While 59% of utility executives surveyed by Utility Dive at the beginning of 2016 thought their utility should build a business model around owning and operating DERs and rate-basing these investments, only 29% thought it should be done through a regulated subsidiary and only 5% thought their utility should not have a business model around DERs.
But national solar installers have been vocal in their opposition to regulated entities in the marketplace. The “market context and program design” will be determinative, the review notes.
Arizona Public Service and Tucson Electric Power led with regulator-approved pilots of utility-owned rooftop solar. They are just now being implemented. Georgia Power and New York’s Consolidated Edison are developing trial programs through unregulated affiliates. CPS Energy, the San Antonio municipal utility, is in the process of implementing utility-led rooftop solar and community solar programs.
“Utilities in four states implemented or announced plans to develop programs for utility ownership of customer-sited rooftop solar systems, and regulators in New Mexico are weighing the pros and cons of utility-ownership of distributed generation more broadly,” the review reports.
“Not a lot of utilities looking at it right now,” Proudlove acknowledged.
Only seven states and the District of Columbia took on community solar policy in 2015.
“There doesn’t seem to be any controversy or special challenge,” Proudlove said. “There just seem to be other priorities.”
There are about 75 community solar projects representing about 100 MW of capacity across the country but only 14 states and D.C. have enacted legislation. That means the vast majority of households and businesses without solar-suitable circumstances still do not have access to community solar.
Enabling legislation is necessary to remove regulatory barriers. It can, for instance, require utilities to provide participating customers on-bill credits for electricity generated by an off-site installation. There is also utility-sponsored community solar in about six states without enabling legislation
In 2015, Oregon and Maryland enacted key enabling legislation. New York and Hawaii directed utilities to file enabling tariffs. California moved ahead with its 600 MW Green Tariff Shared Renewables program.
After months of debate, Xcel Energy resolved much of its opposition to Minnesota’s community solar policy. It is preparing to move ahead on implementing “one of the most ambitious community solar solicitations in the country,” the review reports. Though only one project had been completed by January 2016, it adds, there are “over 1,500 additional applications in the queue, totaling more than 1,400 MW.”
There were four surprises in the year’s policy activity, Proudlove found. First, given the buildup about community solar, it surprised her that “there wasn’t more happening at the state policy level.”

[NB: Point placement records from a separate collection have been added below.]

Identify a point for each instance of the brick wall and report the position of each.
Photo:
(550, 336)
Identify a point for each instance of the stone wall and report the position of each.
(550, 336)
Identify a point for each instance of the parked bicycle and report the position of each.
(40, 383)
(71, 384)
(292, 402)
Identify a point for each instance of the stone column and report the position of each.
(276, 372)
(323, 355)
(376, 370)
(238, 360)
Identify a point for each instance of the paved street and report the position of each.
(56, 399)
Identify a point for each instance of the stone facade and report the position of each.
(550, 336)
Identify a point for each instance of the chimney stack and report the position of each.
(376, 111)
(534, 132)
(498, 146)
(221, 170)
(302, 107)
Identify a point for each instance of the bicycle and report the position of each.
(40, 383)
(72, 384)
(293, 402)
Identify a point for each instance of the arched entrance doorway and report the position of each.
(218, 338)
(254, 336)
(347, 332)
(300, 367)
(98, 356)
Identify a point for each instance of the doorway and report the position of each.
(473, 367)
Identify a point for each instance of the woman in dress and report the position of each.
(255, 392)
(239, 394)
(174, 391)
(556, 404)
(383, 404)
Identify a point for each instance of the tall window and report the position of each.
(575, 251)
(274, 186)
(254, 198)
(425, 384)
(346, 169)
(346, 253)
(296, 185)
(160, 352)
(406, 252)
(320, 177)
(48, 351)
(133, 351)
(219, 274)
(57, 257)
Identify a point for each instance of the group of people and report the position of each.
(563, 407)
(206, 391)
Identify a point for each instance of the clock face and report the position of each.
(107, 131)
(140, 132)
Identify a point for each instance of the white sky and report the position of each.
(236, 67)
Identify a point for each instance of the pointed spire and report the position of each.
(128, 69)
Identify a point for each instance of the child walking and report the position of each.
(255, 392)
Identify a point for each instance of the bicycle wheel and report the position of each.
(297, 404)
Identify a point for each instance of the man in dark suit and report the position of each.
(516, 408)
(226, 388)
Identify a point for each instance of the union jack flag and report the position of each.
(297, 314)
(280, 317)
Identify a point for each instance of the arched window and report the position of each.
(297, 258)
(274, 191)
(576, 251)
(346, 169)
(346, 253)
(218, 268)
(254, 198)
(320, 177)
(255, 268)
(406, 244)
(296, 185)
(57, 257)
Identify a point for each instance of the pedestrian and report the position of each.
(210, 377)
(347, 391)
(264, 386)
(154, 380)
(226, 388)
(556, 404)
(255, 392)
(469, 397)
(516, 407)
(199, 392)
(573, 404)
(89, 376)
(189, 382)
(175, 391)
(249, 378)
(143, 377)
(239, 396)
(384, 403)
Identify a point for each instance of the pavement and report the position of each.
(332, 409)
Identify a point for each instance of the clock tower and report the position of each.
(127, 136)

It was also surprising that the final decision from Mississippi’s Public Service Commission sharply reduced the proposed net billing credit. Something happened between the draft and the final rule, she said.
The decision by Nevada regulators to not grandfather existing solar owners at the retail rate credit was one of the year’s biggest surprises.
“I don’t think many people considered that possibility,” Proudlove said. But it set a precedent that could lead to similar decisions elsewhere. “Louisiana’s proposed rule, which is far from being final, does not include a grandfathering provision.”
The spread in the valuation of solar, ranging from a very low avoided cost rate to as high as $0.33/kWh in Maine “is the most surprising piece of that topic,” she observed. “It indicates the methodologies must be very different.”
It did not surprise the CTEC analyst that regulators so consistently rejected fixed fee proposals because they were being used outside historical patterns. But, Proudlove said, it does anticipate a shift toward debates about demand charges and TOU rates going forward.